For a legal academic working at the intersection of labor and immigration law, the city offered a rich environment for research and practice even before Katrina. “Doing employment law in this state is like returning to the times when dinosaur roamed,” she says. Almost as soon as she was set up and working again, the wage-theft issue reared its head: “Very early on, it was clear there was going to be issues with the new migrant workers, and I started holding meetings with them right away.”
By January, Molina had raised enough funds from Catholic charities to begin offering legal advice from a desk in the offices of the Service Employees International Union on Canal Street.
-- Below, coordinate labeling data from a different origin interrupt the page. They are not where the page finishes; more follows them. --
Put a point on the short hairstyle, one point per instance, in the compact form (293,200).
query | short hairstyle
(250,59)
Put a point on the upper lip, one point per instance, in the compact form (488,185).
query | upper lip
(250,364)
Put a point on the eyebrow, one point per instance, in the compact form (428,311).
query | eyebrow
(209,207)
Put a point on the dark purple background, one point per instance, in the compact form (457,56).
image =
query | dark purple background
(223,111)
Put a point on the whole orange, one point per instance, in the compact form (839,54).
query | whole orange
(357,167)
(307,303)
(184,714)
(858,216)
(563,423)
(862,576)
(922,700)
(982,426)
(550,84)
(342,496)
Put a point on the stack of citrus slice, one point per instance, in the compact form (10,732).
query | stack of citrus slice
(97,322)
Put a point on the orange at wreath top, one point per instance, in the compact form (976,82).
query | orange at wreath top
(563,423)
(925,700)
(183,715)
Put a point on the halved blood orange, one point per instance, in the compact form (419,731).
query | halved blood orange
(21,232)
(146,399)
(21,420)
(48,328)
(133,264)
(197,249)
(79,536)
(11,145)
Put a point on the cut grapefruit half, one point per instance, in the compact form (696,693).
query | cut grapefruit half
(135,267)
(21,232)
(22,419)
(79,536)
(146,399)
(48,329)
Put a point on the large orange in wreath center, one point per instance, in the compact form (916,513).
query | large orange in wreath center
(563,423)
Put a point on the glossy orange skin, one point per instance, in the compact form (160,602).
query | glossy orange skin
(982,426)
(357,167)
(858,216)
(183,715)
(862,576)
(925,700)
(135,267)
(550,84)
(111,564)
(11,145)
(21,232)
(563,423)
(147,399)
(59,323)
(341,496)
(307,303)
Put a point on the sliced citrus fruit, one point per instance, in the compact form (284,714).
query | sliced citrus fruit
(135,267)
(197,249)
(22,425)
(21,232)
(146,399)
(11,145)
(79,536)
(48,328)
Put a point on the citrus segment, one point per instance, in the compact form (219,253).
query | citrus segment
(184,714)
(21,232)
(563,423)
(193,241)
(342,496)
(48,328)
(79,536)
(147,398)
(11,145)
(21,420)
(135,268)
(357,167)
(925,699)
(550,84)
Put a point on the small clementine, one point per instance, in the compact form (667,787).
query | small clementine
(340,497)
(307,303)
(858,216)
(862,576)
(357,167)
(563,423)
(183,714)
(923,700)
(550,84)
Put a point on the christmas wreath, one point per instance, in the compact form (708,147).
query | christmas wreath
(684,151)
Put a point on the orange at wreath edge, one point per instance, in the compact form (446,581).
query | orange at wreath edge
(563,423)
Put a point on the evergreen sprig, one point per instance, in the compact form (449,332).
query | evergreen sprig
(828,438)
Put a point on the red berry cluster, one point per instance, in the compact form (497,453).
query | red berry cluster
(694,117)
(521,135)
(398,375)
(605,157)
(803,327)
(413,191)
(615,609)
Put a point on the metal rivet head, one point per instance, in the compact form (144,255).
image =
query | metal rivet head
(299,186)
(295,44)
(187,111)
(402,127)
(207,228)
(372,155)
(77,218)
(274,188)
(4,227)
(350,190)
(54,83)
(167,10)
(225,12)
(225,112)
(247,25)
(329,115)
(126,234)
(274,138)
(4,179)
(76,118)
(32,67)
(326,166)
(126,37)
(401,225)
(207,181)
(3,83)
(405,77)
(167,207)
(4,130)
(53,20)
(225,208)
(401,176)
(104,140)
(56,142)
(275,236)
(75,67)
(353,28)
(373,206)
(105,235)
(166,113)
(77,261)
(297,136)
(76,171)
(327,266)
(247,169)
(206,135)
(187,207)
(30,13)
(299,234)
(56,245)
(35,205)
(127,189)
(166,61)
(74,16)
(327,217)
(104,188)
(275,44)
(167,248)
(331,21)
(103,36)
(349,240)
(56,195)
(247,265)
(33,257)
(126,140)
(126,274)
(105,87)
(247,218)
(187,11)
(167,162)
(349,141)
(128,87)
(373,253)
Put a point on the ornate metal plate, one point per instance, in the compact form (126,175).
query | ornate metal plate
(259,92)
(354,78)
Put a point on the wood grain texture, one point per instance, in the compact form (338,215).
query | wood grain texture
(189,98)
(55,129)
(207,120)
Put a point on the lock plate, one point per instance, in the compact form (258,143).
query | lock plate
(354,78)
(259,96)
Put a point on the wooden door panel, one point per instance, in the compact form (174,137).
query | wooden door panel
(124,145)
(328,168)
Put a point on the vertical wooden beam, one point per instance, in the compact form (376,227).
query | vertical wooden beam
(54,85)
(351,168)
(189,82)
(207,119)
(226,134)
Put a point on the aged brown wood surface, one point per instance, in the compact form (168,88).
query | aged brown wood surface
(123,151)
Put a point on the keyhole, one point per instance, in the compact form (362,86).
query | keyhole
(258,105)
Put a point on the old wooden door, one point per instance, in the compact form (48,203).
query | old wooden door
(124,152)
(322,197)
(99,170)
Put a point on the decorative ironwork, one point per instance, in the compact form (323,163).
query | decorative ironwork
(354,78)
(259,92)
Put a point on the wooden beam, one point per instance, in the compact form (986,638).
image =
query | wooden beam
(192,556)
Soon she was taking her first cases to trial, winning them with the help of Loyola law student volunteers. Around the time of the flood’s second anniversary, her dean offered to house a Wage Claim Clinic at the law school. It is from these offices that Molina now leads a full-time staff of three and a rotating cast of student volunteers. In nine years, the clinic has taken more than 60 wage-theft cases to trial, winning almost all of them.
“Winning judgments isn’t the hard part,” she says. Even in Louisiana, stealing is stealing. “It’s collecting the money. Employers are totally unregulated. Maybe they have no assets, or you can’t find them. We spend a lot of money hiring private detectives to track down contractors who live in Texas, Georgia, Florida.”
As they wait for the judge to call their case, the men tell me this is not their first experience with wage theft, though it is their first experience fighting back. “Often workers just don’t have any faith in official channels. There’s no government enforcement, no mechanism to prevent wage theft from happening on a massive scale,” says Shaughnessy Zambolla, a young attorney with the clinic.
Outside the courtroom, I ask the defendant, a well-heeled middle-aged woman named Nicole Maronge, what she thinks of Ocampo's and Ordonez's claims. She says she didn’t pay the plaintiffs because they didn’t respect her deadlines, and that is her right. “I know there are a lot of bad contractors out there, ones who don’t pay workers,” says Maronge. “I’m not one of those. But I have to make deadlines, and lots of Latinos could give a rat’s ass about deadlines. The quality of the workers has gone down since Katrina.”
She adds, “It really P.O.s me when they come here illegally and think they have the same rights as people who are citizens.” (The 14th Amendment entitles “any person” in the jurisdiction of the United States to equal protection under the law. Federal labor statutes require, and U.S. Supreme Court rulings have upheld, that people be paid for their work regardless of immigration status.)
Hector Carnero, a Mexican resident of New Orleans who has won back wages with the help of Molina’s team, has a different view. “This work we do, on roofs, in the heat, lifting the foundations of houses—it’s very hard, very dirty work,” he says. “Most people can’t do this work. And then not to pay us? The city should be helping us. It is a great injustice.”